Codeforces Round #358 (Div. 2) C. Alyona and the Tree

C. Alyona and the Tree

time limit per test

1 second

memory limit per test

256 megabytes

input

standard input

output

standard output

Alyona decided to go on a diet and went to the forest to get some apples. There she unexpectedly found a magic rooted tree with root in the vertex 1, every vertex and every edge of which has a number written on.

The girl noticed that some of the tree's vertices are sad, so she decided to play with them. Let's call vertex v sad if there is a vertex u in subtree of vertex v such that dist(v, u) > a_u, where a_u is the number written on vertex u, dist(v, u) is the sum of the numbers written on the edges on the path from v to u.

Leaves of a tree are vertices connected to a single vertex by a single edge, but the root of a tree is a leaf if and only if the tree consists of a single vertex — root.

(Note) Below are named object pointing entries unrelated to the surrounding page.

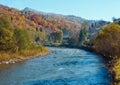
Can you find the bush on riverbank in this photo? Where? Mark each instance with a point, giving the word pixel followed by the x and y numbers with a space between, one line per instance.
pixel 16 43
pixel 107 43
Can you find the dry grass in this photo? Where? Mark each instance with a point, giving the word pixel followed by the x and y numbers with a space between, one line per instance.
pixel 116 69
pixel 6 56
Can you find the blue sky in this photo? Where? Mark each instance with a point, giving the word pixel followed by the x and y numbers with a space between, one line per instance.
pixel 89 9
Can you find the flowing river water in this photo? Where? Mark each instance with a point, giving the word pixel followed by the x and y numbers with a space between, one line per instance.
pixel 63 66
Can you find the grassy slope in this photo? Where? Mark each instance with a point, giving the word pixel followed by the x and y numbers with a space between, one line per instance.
pixel 116 69
pixel 15 57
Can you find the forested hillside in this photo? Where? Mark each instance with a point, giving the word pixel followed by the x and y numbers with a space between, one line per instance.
pixel 42 26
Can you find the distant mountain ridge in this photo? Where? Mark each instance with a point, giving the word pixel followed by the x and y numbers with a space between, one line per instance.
pixel 32 19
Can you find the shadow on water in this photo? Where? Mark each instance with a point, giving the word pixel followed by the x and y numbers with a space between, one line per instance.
pixel 65 81
pixel 63 66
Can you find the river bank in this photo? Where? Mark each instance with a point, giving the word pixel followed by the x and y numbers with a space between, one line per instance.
pixel 8 58
pixel 113 66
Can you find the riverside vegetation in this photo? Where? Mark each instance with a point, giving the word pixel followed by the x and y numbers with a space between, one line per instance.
pixel 107 43
pixel 19 38
pixel 16 43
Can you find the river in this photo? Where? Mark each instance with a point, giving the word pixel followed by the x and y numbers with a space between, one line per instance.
pixel 63 66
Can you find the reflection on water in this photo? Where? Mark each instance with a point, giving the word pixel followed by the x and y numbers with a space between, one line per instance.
pixel 62 67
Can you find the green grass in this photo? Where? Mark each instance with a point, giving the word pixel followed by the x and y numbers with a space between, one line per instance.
pixel 116 69
pixel 34 51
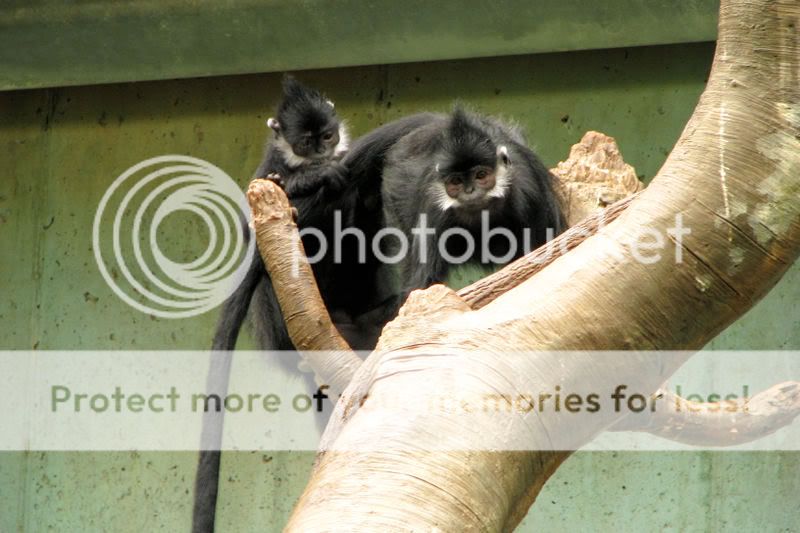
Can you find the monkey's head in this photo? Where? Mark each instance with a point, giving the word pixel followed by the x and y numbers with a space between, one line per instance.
pixel 470 169
pixel 306 123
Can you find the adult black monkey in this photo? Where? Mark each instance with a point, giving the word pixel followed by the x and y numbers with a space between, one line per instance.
pixel 304 158
pixel 470 178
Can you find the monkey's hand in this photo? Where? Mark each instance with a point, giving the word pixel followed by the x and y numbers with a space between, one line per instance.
pixel 276 178
pixel 327 180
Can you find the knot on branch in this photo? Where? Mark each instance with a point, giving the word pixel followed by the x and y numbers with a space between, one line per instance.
pixel 268 202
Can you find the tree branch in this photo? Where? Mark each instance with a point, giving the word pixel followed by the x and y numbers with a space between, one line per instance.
pixel 725 423
pixel 307 320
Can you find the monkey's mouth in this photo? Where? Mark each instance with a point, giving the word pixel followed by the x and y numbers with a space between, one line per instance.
pixel 474 200
pixel 327 154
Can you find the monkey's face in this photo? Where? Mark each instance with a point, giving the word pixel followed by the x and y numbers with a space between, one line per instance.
pixel 316 144
pixel 470 188
pixel 475 187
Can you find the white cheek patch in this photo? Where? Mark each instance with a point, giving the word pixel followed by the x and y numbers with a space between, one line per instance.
pixel 292 160
pixel 502 181
pixel 344 140
pixel 440 197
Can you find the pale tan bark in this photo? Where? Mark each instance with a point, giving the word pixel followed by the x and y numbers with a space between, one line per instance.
pixel 733 176
pixel 307 320
pixel 723 423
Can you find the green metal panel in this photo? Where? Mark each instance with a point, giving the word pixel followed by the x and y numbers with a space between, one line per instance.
pixel 48 43
pixel 61 148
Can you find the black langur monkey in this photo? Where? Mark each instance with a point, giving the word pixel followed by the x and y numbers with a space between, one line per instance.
pixel 470 178
pixel 304 158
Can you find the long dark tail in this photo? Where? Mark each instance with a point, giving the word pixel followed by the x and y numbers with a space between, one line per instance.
pixel 230 323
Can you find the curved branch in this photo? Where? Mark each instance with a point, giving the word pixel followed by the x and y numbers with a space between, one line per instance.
pixel 718 423
pixel 732 179
pixel 487 289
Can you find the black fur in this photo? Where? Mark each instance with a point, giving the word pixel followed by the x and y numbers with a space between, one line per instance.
pixel 304 158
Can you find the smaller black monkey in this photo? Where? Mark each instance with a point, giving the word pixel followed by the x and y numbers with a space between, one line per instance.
pixel 309 140
pixel 468 174
pixel 303 157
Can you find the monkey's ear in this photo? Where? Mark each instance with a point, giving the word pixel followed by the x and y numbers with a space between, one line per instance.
pixel 502 154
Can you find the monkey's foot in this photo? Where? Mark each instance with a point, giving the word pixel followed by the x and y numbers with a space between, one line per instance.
pixel 275 178
pixel 267 202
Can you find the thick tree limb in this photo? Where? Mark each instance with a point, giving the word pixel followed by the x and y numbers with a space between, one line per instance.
pixel 725 423
pixel 732 178
pixel 307 319
pixel 487 289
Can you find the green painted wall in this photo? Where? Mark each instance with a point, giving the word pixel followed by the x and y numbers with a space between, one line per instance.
pixel 61 148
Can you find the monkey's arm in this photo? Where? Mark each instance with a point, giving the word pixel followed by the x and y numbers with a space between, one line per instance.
pixel 326 179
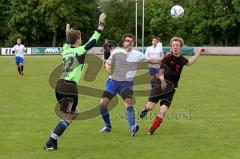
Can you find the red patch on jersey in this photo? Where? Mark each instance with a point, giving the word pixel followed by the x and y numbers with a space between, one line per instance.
pixel 168 55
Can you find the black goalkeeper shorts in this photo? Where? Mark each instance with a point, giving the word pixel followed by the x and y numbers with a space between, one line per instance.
pixel 67 95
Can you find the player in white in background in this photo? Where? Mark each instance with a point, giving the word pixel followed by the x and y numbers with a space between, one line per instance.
pixel 121 80
pixel 159 44
pixel 19 51
pixel 154 52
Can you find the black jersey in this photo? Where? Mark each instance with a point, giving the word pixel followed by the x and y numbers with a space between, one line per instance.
pixel 173 67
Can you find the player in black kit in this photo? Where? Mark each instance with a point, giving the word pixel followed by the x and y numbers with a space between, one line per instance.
pixel 169 75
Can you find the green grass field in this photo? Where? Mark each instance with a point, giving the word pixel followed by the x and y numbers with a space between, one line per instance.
pixel 203 121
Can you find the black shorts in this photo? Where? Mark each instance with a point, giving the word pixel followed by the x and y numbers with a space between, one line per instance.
pixel 165 99
pixel 67 95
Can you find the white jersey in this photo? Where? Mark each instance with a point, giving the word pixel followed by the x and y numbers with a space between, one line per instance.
pixel 159 44
pixel 19 50
pixel 125 64
pixel 153 52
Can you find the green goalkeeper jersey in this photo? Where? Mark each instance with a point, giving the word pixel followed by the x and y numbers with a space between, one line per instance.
pixel 73 58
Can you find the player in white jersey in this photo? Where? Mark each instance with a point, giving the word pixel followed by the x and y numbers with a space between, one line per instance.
pixel 153 52
pixel 19 51
pixel 121 80
pixel 159 44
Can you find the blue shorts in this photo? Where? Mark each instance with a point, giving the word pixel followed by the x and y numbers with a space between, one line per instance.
pixel 19 60
pixel 153 71
pixel 123 88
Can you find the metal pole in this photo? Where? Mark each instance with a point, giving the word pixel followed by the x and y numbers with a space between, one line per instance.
pixel 143 26
pixel 136 23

Thus Alyona decided to remove some of tree leaves until there will be no any sad vertex left in the tree. What is the minimum number of leaves Alyona needs to remove?

Input

In the first line of the input integer n (1 ≤ n ≤ 10⁵) is given — the number of vertices in the tree.

In the second line the sequence of n integers a₁, a₂, ..., a_n (1 ≤ a_i ≤ 10⁹) is given, where a_i is the number written on vertex i.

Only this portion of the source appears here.